Optimism in the financial services (FS) sector fell at the quickest pace since September 2022, according to the latest CBI Financial Services Survey. That is despite business volumes growing at a faster pace in the quarter to December.
The quarterly survey, conducted between 21 November and 9 December 2024, showed that FS firms expect a similarly quick pace of volumes growth over the next quarter. Investment intentions were mixed, with around two-thirds of firms reporting that “other” factors, mainly linked to the cost implications of Autumn Budget measures, were likely to limit investment over the next 12 months.
Key findings:
- Optimism in December, compared with three months ago, fell at the fastest pace since September 2022 (weighted balance of -28% from -13% in September).
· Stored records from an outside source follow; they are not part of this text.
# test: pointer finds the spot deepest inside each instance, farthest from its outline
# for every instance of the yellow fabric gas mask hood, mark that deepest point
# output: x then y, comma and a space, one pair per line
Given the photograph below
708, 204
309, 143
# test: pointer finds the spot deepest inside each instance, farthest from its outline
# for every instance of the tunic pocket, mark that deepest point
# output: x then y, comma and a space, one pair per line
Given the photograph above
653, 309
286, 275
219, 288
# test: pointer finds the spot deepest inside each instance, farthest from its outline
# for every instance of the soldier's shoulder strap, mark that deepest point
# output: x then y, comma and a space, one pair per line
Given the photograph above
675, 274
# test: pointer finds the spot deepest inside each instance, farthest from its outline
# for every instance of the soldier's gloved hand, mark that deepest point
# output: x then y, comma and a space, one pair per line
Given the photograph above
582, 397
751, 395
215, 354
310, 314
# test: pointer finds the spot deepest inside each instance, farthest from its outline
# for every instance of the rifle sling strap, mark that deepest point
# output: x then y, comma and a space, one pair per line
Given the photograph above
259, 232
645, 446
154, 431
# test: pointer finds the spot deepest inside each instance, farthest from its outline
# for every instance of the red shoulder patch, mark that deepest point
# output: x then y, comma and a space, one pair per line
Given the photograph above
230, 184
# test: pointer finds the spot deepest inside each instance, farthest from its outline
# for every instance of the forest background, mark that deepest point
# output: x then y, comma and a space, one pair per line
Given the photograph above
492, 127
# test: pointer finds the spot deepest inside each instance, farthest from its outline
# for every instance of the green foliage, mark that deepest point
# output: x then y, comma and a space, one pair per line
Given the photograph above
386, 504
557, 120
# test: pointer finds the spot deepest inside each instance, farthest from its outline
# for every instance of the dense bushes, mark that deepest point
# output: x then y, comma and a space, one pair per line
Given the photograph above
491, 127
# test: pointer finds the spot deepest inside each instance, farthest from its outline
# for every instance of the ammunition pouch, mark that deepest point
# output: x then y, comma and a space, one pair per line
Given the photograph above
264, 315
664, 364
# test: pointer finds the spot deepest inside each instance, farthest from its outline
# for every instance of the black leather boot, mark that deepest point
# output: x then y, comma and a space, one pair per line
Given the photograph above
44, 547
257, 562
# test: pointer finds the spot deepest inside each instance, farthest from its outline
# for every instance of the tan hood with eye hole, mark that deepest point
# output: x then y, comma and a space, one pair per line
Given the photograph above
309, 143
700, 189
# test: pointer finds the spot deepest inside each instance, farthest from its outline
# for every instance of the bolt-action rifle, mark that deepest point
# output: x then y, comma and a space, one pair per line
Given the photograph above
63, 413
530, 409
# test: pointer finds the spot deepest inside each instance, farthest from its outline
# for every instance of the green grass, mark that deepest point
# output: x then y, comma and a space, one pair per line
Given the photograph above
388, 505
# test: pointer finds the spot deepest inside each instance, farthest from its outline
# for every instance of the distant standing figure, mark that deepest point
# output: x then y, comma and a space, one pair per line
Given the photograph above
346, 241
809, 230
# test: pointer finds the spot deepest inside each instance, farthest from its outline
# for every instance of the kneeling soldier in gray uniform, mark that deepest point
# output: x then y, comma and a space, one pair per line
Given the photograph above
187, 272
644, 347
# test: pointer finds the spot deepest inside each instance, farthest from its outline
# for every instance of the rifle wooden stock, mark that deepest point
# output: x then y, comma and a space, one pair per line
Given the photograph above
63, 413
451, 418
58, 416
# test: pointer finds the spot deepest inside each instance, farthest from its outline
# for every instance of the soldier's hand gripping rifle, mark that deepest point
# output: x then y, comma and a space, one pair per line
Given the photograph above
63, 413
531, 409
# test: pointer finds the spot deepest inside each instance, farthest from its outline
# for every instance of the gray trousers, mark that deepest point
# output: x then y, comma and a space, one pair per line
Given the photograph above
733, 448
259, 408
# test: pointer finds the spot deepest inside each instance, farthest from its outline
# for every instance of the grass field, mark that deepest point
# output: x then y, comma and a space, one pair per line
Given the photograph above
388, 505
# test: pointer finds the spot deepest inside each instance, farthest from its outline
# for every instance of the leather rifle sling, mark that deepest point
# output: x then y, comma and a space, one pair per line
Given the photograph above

- Growth in business volumes picked up in the quarter to December (+32%) after a modest increase in the three months to September (+6%). Firms expect a similarly quick pace of volumes growth over the next three months (+32%).
- Average spreads fell at a survey-record pace in the quarter to December (-62% from -55% in September) and are expected to decline at a slightly slower rate over the next three months (-57%).
- The value of non-performing loans increased in the quarter to December (+18% from 16% in September) at the fastest rate since March 2021. Their value is expected to rise at a broadly similar pace over the next quarter (+21%).
- Profitability fell at a more modest pace in the quarter to December (-14% from -43% in September). FS firms expect a significantly quicker drop in profitability over the next three months (-55%).
- Headcount declined at a quicker rate in the quarter to December (-25% from -15% in September). Firms expect headcount to fall at a similar pace next quarter (-26%).
- Firms expect to increase IT investment in the next 12 months (compared to the last 12). However, capital expenditures on land & buildings and vehicles, plant & machinery are expected to fall.
- Around two-thirds of firms reported that “other” factors were likely to limit capital expenditure over the next 12 months (65%, near last quarter’s record high of 66%). Comments highlighted that companies are most concerned about the impact of substantial cost increases from the Autumn Budget on investment.
Louise Hellem, CBI Chief Economist, said: “FS firms faced a challenging end to 2024, marked by a record-fast decline in spreads and the quickest increase in non-performing loans over three years. These adverse conditions contributed to a fall in both profits and optimism, despite a pick-up in business volumes growth.
“The survey also highlighted widespread concerns among firms about the potential drag on investment from rising costs following the Autumn Budget.
“The financial services sector is a vital asset that underpins our economy and provides the stable framework firms need to invest and grow.
“With much global uncertainty, low fiscal headroom and an urgent need to inject momentum into the economy, delivering a comprehensive financial services strategy and implementing the Mansion House reforms in full is vital to achieving the UK’s growth ambitions.”